The clinic is run by Denise (Patrice Johnson Chevannes), a calm, welcoming doctor, and Jonathan (Bartley Booz), a younger physician learning the ropes from her. Every time Denise or Jonathan call in a patient to go through the door in the back, the other people in the waiting room engage in a range of conversations, openly sharing their personal information with one another.

The cast is uniformly superb, keeping it real even when their characters go a little overboard. Pilgrim (Cullud Wattah) portrays Reggie in a way that she could be any of us, while Chevannes (Halfway Bitches Go Straight to Heaven, runboyrun) makes Denise the doctor you’d want to have for whatever ails you.

Jordan (Glenn Fitzgerald) and Jonathan (Bartley Booz) face off in I’m Revolting at the Atlantic (photo by Ahron R. Foster)

Clyde is the central guiding force, and Maloney (Outside Mullingar, Glengarry Glen Ross) nailed him; while he occasionally looked at the script (usually surreptitiously), he was mostly off book, getting his line readings just right with all the necessary ebbs and flows.

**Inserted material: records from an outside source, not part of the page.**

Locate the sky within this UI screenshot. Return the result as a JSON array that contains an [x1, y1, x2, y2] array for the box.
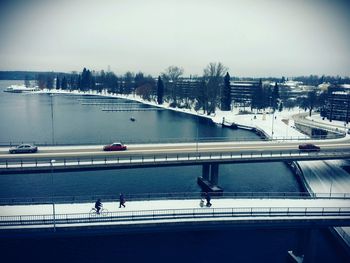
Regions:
[[0, 0, 350, 77]]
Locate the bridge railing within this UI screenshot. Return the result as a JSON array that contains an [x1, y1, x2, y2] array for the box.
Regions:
[[0, 133, 344, 147], [0, 207, 350, 226], [0, 192, 350, 206], [0, 149, 350, 172]]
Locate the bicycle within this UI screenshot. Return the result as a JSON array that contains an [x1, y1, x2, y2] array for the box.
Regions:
[[89, 207, 109, 217]]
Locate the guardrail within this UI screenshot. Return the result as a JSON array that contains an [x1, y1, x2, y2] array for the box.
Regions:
[[0, 150, 350, 173], [0, 192, 350, 206], [0, 207, 350, 226], [0, 133, 344, 147]]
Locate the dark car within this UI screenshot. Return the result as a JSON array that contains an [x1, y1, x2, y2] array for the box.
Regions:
[[299, 143, 321, 152], [9, 144, 38, 153], [103, 142, 126, 151]]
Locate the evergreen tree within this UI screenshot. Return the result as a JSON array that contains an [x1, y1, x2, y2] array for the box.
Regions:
[[46, 73, 54, 89], [251, 79, 264, 110], [221, 72, 232, 111], [61, 76, 67, 89], [271, 82, 280, 111], [24, 75, 30, 88], [56, 75, 61, 89], [157, 76, 164, 104]]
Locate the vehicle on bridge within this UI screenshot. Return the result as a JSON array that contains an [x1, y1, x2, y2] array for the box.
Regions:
[[299, 143, 321, 152], [9, 144, 38, 153], [103, 142, 126, 151]]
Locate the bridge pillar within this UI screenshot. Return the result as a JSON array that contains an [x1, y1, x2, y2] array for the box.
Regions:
[[210, 163, 219, 186], [202, 163, 210, 181], [197, 163, 223, 194], [288, 228, 316, 263]]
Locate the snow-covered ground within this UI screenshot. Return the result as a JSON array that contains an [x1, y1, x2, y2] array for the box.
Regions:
[[0, 197, 346, 216]]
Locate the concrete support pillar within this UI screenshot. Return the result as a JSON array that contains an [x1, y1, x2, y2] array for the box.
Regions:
[[210, 163, 219, 186], [202, 164, 210, 181], [288, 228, 317, 263]]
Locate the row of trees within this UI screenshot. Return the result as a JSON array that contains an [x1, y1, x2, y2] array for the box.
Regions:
[[33, 62, 336, 115]]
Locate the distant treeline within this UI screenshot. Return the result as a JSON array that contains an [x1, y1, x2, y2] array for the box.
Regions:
[[0, 71, 63, 80]]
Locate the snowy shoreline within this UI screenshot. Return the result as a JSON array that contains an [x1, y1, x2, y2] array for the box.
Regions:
[[32, 86, 308, 139]]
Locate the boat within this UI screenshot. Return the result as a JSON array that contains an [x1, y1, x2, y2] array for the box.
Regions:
[[4, 85, 39, 93]]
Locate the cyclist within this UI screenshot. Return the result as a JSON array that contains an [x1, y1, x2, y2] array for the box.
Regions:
[[95, 199, 102, 214]]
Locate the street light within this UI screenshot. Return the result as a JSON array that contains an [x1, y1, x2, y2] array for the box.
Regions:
[[50, 93, 55, 145], [196, 116, 199, 157], [50, 160, 56, 232]]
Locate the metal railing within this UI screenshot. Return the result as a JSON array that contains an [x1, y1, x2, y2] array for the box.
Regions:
[[0, 192, 350, 206], [0, 133, 344, 147], [0, 149, 350, 172], [0, 207, 350, 226]]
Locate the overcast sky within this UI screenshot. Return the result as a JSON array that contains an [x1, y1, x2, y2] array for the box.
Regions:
[[0, 0, 350, 77]]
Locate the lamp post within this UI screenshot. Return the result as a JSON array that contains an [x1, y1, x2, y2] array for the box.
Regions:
[[50, 93, 55, 145], [196, 116, 199, 157], [50, 160, 56, 232]]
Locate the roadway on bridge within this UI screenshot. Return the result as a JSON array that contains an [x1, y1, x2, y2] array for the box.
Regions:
[[0, 138, 350, 161], [0, 199, 350, 233], [0, 197, 350, 216]]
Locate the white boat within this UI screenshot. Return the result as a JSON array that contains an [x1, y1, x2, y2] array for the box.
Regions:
[[4, 85, 39, 93]]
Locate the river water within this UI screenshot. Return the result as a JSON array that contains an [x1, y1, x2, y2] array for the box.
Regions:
[[0, 81, 346, 262]]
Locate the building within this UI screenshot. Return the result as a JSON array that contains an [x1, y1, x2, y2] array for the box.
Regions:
[[231, 81, 259, 107], [323, 87, 350, 123]]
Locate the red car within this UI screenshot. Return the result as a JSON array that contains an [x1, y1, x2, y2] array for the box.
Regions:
[[103, 142, 126, 151], [299, 143, 321, 152]]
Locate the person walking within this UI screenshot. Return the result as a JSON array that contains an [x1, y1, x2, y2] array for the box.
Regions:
[[119, 193, 125, 208], [95, 199, 102, 215], [205, 192, 211, 207]]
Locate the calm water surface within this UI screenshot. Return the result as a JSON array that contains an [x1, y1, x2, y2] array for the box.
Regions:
[[0, 81, 349, 262], [0, 81, 300, 197]]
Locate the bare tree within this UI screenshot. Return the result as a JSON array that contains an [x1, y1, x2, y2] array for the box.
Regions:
[[203, 62, 228, 115], [162, 66, 184, 106]]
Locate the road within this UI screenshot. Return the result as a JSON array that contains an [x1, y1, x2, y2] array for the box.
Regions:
[[0, 139, 350, 161]]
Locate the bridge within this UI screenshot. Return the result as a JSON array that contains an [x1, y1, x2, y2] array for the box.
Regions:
[[0, 137, 350, 192], [0, 139, 350, 173], [0, 193, 350, 235]]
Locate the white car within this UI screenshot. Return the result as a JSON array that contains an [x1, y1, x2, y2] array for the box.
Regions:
[[9, 144, 38, 153]]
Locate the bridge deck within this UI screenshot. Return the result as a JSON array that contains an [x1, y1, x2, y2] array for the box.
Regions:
[[0, 199, 350, 234]]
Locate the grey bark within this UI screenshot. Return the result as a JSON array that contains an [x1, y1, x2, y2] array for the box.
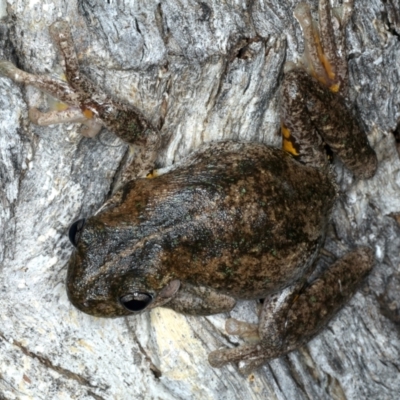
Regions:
[[0, 0, 400, 399]]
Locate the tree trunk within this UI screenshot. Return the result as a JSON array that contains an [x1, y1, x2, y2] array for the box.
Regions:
[[0, 0, 400, 400]]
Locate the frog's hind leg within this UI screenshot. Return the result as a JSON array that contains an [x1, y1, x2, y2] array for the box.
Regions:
[[209, 247, 374, 374]]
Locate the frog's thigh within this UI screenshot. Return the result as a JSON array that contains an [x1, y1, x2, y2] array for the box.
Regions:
[[165, 284, 236, 315], [209, 247, 374, 373]]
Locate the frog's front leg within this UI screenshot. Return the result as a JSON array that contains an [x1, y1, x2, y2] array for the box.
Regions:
[[49, 21, 158, 145], [281, 0, 377, 178], [209, 247, 374, 373]]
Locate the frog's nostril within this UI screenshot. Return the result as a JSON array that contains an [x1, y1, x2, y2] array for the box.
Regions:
[[119, 292, 153, 312], [68, 218, 85, 247]]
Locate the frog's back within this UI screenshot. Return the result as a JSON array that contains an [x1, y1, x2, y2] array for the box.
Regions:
[[98, 142, 336, 298]]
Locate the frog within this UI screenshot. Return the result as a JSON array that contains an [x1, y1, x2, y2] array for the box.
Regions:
[[0, 0, 378, 374]]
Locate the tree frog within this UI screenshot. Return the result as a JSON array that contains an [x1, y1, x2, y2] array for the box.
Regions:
[[0, 0, 377, 373]]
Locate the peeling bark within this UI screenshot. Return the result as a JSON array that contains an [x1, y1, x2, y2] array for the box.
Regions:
[[0, 0, 400, 399]]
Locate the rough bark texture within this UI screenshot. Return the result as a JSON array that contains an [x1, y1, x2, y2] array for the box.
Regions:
[[0, 0, 400, 399]]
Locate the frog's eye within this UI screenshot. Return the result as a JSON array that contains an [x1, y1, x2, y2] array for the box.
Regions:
[[68, 218, 85, 247], [119, 292, 153, 311]]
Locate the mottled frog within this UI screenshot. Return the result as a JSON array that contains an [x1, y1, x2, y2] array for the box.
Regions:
[[0, 0, 377, 372]]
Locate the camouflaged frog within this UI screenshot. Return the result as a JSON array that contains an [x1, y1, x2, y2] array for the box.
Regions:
[[0, 0, 377, 372]]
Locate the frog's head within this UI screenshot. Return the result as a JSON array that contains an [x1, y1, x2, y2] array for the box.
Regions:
[[67, 217, 180, 317]]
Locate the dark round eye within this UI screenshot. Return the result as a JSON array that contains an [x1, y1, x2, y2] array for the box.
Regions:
[[68, 218, 85, 247], [119, 292, 153, 311]]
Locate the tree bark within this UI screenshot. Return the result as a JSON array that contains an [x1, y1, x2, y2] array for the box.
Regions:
[[0, 0, 400, 399]]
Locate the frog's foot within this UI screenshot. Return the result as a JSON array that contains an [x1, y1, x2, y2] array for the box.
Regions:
[[294, 0, 353, 93], [208, 247, 374, 373]]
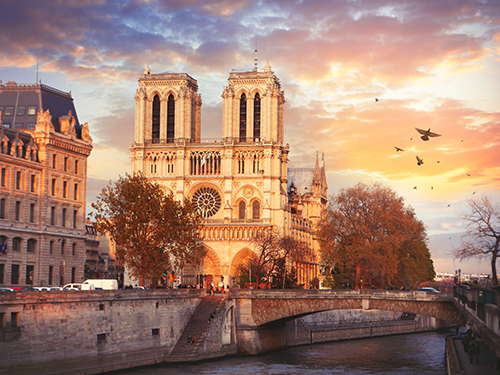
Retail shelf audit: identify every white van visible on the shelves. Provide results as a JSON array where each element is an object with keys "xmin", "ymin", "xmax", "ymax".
[{"xmin": 82, "ymin": 279, "xmax": 118, "ymax": 290}]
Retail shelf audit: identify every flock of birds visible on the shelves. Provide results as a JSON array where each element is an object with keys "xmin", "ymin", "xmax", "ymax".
[{"xmin": 375, "ymin": 98, "xmax": 476, "ymax": 213}]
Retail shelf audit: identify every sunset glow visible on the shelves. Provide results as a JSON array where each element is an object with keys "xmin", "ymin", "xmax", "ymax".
[{"xmin": 0, "ymin": 0, "xmax": 500, "ymax": 273}]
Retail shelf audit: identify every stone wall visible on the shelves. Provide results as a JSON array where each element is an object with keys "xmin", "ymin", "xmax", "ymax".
[{"xmin": 0, "ymin": 289, "xmax": 205, "ymax": 374}]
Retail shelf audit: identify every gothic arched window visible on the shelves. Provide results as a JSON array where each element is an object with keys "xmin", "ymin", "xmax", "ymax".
[
  {"xmin": 253, "ymin": 93, "xmax": 260, "ymax": 141},
  {"xmin": 252, "ymin": 201, "xmax": 260, "ymax": 220},
  {"xmin": 167, "ymin": 94, "xmax": 175, "ymax": 143},
  {"xmin": 238, "ymin": 201, "xmax": 246, "ymax": 220},
  {"xmin": 151, "ymin": 95, "xmax": 160, "ymax": 139},
  {"xmin": 240, "ymin": 94, "xmax": 247, "ymax": 142}
]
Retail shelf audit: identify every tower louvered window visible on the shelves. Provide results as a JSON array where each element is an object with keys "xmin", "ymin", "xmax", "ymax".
[
  {"xmin": 240, "ymin": 94, "xmax": 247, "ymax": 142},
  {"xmin": 253, "ymin": 93, "xmax": 260, "ymax": 141},
  {"xmin": 151, "ymin": 95, "xmax": 160, "ymax": 140},
  {"xmin": 167, "ymin": 94, "xmax": 175, "ymax": 143}
]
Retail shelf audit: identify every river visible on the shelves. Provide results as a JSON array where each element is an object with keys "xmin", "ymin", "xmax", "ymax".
[{"xmin": 113, "ymin": 332, "xmax": 447, "ymax": 375}]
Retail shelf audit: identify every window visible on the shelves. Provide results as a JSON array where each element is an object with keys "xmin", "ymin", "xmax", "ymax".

It was inspiring to watch him pull this off, to both the audience and his fellow actors, a reminder for how real illness can be and as a model for how humans deal with it (although the general public cannot call in a replacement at the last minute).

Adams (English, Paris) directs the play with surgical precision, although things get bumpy when Gardner (Panopticon, Pussy Sludge) tries to conclude each patient’s story arc. The finale, though, is a sharp jab to the head and stomach. It’s not an easy ninety minutes, but Adams and Gardner do a terrific job of keeping you involved in a work that unfolds in one of the last places you’d ever want to be.